Price of Synthroid and Generic Levothyroxine
Generic levothyroxine is widely available at very low cost ($4–10/month at discount programmes). Brand-name Synthroid (Abbott) is significantly more expensive ($30–80/month without insurance). Both are clinically effective; the important factor is consistency — patients should not switch between brands each refill. Insurance typically covers generic levothyroxine; prior authorisation may be required for brand-name Synthroid.
Frequently Asked Questions
Why must levothyroxine be taken on an empty stomach and why does it matter?
Levothyroxine absorption from the GI tract is incomplete (approximately 40–80% of the dose is absorbed) and is significantly reduced by food, coffee, calcium, iron, antacids, bile acid sequestrants, and certain medications. Taking levothyroxine in the morning on an empty stomach — ideally 30–60 minutes before breakfast with plain water — maximises and stabilises its absorption. If taken with food, coffee, or calcium-containing supplements, absorption can be reduced by 30–40%, effectively under-dosing the patient and resulting in persistently hypothyroid TSH levels despite adequate prescription strength. Some patients who find fasting administration difficult may take levothyroxine at bedtime (several hours after the last meal), which also provides good absorption — but the administration time must be kept consistent.
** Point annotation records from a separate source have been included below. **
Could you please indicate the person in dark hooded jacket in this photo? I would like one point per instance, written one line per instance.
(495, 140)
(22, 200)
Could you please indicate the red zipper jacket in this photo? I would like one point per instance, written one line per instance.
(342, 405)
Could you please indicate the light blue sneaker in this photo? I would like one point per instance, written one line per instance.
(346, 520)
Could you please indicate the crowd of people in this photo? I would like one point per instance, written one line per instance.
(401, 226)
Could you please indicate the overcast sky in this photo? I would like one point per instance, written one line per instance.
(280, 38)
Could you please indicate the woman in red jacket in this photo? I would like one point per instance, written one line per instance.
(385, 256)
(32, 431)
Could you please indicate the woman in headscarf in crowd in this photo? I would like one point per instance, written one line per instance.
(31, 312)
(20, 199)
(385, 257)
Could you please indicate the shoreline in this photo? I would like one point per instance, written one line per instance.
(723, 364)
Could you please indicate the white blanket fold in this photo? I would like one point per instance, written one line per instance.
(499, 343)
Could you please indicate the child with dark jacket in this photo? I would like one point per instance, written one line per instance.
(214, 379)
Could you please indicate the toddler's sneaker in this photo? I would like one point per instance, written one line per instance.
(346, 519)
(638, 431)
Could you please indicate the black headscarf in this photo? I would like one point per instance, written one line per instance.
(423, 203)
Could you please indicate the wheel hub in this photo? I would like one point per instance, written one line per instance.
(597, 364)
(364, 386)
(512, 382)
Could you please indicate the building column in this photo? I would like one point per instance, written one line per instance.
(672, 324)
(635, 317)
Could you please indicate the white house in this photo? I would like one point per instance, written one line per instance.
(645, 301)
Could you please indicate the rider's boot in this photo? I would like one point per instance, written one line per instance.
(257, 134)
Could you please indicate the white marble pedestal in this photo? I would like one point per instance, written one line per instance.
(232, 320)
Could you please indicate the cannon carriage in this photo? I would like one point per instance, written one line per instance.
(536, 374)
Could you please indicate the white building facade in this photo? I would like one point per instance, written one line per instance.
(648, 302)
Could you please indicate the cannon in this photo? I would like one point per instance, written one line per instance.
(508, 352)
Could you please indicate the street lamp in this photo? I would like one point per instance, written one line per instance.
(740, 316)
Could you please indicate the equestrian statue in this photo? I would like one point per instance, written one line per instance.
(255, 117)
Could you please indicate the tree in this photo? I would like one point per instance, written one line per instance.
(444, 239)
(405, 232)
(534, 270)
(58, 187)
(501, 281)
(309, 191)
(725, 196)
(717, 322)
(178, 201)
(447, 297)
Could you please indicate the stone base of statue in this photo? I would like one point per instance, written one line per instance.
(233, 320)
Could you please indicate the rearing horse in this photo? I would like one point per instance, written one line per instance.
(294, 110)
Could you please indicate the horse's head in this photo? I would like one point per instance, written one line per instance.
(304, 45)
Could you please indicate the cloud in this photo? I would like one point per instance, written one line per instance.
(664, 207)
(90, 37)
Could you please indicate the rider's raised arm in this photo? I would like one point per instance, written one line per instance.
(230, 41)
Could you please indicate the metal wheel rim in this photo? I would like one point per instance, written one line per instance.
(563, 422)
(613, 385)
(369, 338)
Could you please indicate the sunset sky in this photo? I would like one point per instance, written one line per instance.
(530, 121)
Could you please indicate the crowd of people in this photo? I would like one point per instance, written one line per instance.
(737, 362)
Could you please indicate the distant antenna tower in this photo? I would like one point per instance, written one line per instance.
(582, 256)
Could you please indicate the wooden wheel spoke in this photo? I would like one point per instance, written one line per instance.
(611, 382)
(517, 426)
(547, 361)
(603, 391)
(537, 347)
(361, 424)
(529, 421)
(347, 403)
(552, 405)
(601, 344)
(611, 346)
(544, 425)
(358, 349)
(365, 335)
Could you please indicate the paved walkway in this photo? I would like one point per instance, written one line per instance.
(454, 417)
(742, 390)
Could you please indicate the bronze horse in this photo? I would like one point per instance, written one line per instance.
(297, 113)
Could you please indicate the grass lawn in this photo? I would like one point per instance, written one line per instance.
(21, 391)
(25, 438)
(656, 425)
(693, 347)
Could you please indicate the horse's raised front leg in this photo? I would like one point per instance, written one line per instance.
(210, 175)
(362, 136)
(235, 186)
What are the interactions between levothyroxine and calcium, iron, and antacids?
Calcium carbonate, calcium citrate, ferrous sulfate (iron), aluminium/magnesium antacids, sucralfate, and proton pump inhibitors all reduce levothyroxine absorption through different mechanisms (binding, pH alteration, reduced dissolution). These supplements and medications must be taken at least 4 hours apart from levothyroxine — not simultaneously. Among the most common causes of persistent hypothyroidism despite apparently adequate levothyroxine doses is concurrent calcium or iron supplement use at the same time as levothyroxine. Patients starting or stopping calcium/iron should have TSH rechecked 6 weeks later.
What happens if too much levothyroxine is taken (hyperthyroidism symptoms)?
Excessive levothyroxine causes iatrogenic hyperthyroidism — characterised by palpitations, tachycardia/AF risk, fine tremor, heat intolerance, sweating, weight loss, anxiety, insomnia, and diarrhoea. Chronically excessive levothyroxine also causes accelerated bone loss (osteoporosis risk) and increased cardiovascular risk. Subclinical hyperthyroidism (suppressed TSH with normal-high T4) is associated with AF and fractures even without overt hyperthyroid symptoms. This is why TSH target range is individualised: the typical target TSH for standard hypothyroidism is 0.5–2.5 mIU/L; pregnancy (first trimester: <2.5); thyroid cancer surveillance (suppressed to 0.1–0.5 or <0.1 depending on risk).